亡くなった時の所持品は

話が逸れてしまったが、このヨハネ・パウロが26年の任期を経て亡くなった後、選挙で選ばれたのはドイツ出身の教皇ベネディクト16世だった。私はこの教皇とも以前とある素っ頓狂な状況で会ったことがあるのだが、文字数が足りないので端折る。

ベネディクト16世は高齢を理由に600年ぶりに存命中に退位、その後に選ばれたのが今回亡くなったアルゼンチン出身の教皇フランシスコだが、教皇になっても驕らず、司祭になる前には熱愛した彼女がいたとか、サッカー好きという大衆的側面から彼を慕う人は多く、いくつかの映画やドキュメンタリー作品にもなっている。

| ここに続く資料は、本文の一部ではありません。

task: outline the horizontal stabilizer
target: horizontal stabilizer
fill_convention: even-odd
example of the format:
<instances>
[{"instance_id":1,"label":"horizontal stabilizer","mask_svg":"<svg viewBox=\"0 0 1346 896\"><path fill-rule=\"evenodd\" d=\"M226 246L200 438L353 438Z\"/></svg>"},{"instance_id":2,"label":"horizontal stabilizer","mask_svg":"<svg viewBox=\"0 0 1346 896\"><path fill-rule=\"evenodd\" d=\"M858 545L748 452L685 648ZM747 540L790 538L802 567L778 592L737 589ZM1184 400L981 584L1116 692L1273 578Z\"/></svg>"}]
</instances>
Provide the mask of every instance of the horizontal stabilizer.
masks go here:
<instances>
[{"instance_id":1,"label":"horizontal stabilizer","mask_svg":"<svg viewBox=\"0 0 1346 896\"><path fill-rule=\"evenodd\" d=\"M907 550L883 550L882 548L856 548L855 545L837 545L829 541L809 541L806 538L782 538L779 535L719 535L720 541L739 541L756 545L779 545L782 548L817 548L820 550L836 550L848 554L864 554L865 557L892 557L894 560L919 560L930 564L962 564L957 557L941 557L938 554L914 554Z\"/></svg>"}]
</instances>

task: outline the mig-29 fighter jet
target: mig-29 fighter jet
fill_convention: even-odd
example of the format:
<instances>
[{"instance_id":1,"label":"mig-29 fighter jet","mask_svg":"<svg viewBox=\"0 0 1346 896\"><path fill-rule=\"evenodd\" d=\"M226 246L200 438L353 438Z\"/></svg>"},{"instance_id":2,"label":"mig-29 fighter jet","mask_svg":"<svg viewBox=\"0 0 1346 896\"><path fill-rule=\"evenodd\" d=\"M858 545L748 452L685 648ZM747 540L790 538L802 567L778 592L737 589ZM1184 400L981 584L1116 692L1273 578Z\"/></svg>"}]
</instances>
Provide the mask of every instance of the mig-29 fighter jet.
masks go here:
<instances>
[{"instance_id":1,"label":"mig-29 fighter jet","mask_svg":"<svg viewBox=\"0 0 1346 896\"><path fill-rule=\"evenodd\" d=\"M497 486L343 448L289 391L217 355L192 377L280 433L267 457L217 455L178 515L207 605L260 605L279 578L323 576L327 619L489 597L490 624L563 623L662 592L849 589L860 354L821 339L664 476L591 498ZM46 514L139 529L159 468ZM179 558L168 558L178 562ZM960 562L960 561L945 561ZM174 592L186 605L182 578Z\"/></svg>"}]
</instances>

教皇フランシスコが亡くなった時の所持品はわずか3つ。アルゼンチン人の職人が作った履き古した革靴と、カシオの時計。それと聖書。埋葬も本人の意思どおり、慎ましく簡潔に執り行われた。

カシオ愛好者の夫は「僕のせいで」とわざとらしげに嘆いていたが、長きに及ぶカトリックの歴史がこの特異な教皇を経て、今後どのように変化していくのか気になるところである。